Genoten van de mensen opgewekt en blij,
Ze zeggen: " Het is fijn altijd in het paradijs te zijn."
En dan nu op weg naar het volgende land,
Nevis en St. Kitts, bijna hand in hand.
Met het zicht op Montserrat en Redonda danst Salon sierlijk voor de wind,
De fokken uitgeboomd en alles gaat gezwind.
Het diner voor vanavond is geregeld, het is weer raak:
Een kilo blauwglinsterende Bonito schoon aan de haak.

maandag, april 04, 2011

Aankomst Antigua



Bijzondere rotsen bij English Harbour aan de zuidkust

Nelson's Dockyard



In English Harbour ligt Nelson's Dockyard.Een prima beschutte plek voor de schepen van Admiraal Nelson eind 18de eeuw. Antigua was in handen van Engeland en is niet door andere Europese landen bevochten.
Columbus heeft het eiland van een afstand zien liggen en heeft het vernoemd naar de kerk van Santa Maria de Antigua in Spanje, zonder er zelfs maar voet aan wal te zetten.

English Harbour



Het uitzicht over de baai is de moeite van de warme wandeling wel waard.

Cactus



Antigua is veel droger dan de andere eilanden tot nu toe. De berghellingen zijn begroeid met grote agaven die nu bloeien en met deze bolcactussen. Rare bloem hebben ze op hun kop.

St. John's



In de hoofdstad St. John's leggen elke dag 3 tot 4 van deze enorme cruiseschepen aan. En al die duizenden mensen gaan de stad in op zoek naar Caribische snuisterijtjes. Wij vonden het iets te veel van het goede.

St.
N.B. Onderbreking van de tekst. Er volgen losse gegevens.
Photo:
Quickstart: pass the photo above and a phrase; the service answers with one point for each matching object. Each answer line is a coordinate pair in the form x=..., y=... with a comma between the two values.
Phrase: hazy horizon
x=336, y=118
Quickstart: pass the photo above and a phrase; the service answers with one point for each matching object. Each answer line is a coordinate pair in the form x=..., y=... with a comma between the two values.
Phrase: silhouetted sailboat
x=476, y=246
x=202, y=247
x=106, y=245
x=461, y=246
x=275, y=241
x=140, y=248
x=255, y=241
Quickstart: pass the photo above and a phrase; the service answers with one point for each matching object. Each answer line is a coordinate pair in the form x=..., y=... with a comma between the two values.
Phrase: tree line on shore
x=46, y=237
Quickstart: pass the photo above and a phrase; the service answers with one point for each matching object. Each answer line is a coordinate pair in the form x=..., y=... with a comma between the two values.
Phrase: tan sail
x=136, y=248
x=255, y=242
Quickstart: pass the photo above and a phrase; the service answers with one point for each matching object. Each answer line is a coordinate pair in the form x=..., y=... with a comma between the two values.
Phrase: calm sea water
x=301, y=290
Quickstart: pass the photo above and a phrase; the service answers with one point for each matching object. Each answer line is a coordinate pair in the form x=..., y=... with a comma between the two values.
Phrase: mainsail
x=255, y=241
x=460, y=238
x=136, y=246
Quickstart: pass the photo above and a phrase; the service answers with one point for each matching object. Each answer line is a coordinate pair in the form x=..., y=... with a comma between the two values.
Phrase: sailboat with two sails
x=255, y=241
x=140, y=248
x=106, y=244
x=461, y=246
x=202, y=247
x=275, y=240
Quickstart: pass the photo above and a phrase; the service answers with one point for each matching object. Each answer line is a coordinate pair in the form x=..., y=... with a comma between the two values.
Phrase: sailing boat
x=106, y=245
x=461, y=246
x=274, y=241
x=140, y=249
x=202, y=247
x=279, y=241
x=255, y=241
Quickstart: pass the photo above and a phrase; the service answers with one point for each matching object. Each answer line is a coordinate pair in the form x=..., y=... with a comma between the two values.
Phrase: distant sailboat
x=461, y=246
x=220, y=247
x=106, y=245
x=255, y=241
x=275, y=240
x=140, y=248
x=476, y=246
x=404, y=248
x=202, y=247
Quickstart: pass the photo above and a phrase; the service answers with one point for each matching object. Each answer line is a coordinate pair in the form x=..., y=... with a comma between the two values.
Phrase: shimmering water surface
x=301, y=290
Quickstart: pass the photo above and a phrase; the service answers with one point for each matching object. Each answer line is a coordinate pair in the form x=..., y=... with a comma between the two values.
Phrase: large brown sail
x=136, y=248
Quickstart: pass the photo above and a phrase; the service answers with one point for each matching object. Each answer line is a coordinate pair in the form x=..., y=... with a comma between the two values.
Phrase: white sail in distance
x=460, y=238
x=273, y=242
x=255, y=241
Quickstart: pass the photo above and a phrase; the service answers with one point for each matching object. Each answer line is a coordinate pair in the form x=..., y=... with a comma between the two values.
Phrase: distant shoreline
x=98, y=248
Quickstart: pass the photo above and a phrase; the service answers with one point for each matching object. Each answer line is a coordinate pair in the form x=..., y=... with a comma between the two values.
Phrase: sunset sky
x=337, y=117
John's Cathedral



We vonden de hoofdstad minder boeiend dan Roseau op Dominica, behalve de schoenwinkels.( weer een paar schoenen helemaal af gelopen).
De kathedraal hadden we graag willen bezoeken maar was gesloten wegens restauratie.

Jolly Harbour



We ankeren bij de ingang naar de jachthaven. Het water is blauwer dan blauw en herinnert ons aan Tobago Cays. Maar hoe blauw het ook is, het is niet helder en het lijkt alsof er wasverzachter door zit.

Deep Bay



Op zondagmorgen 8u30 de berg opgeklauterd naar Fort Barrington om te genieten van het uitzicht over de baai Deep Bay. We zijn niet de enige zo vroeg in de morgen aan de geitekeuteltjes te zien.

Verhaal 32 Antigua

Antigua bevalt ons prima. Het eiland is droog en het landschap doet ons aan Zuid Spanje denken. Langs de kust een aaneenschakeling van mooie baaien. Het ene strand is nog witter dan het andere en meestal zijn ze nagenoeg verlaten en ongerept.Het water is blauwer dan blauw. Er is niets zo fijn als een wit strand voor je alleen te hebben, te wandelen langs de vloedlijn met de voeten in het water, vanuit de ooghoeken te spieden naar mooie schelpen, en te genieten van de warme zon op je rug.
We “ hoppen” van baai naar baai. We begonnen in het zuiden in English Harbour en volgden de westkust tot Deep Bay. We maakten wandelingen over rotspaden, beklommen heuvels om uit te komen bij een fort uit de tijd van Admiraal Nelson, belangrijk figuur in de Engelse geschiedenis ( 1758 – 1805), om te genieten van het uitzicht over de baai.
Het regent nu bijna niet meer sinds een maand. De nachten zijn minder warm en dat is wel prettig. Overdag halen we nog steeds 33 graden, maar we zwemmen en snorkelen veel en onder de zonnetenten is het prima vol te houden, zeker als het een beetje doorwaait.
Nu de laatste maand in het Carib is ingegaan begint het langzamerhand te kriebelen. In gedachten zijn we al met de terugreis bezig en Frits is begonnen aan het afwerken van een checklist. De tijd glipt ons tussen de vingers, hoe raar dat ook mag klinken.
Morgen vertrekken we naar het eiland St. Kitts.
We hoorden dat jullie inmiddels ook al op terrasjes kunnen genieten van de lente. Hopelijk blijft dat zo.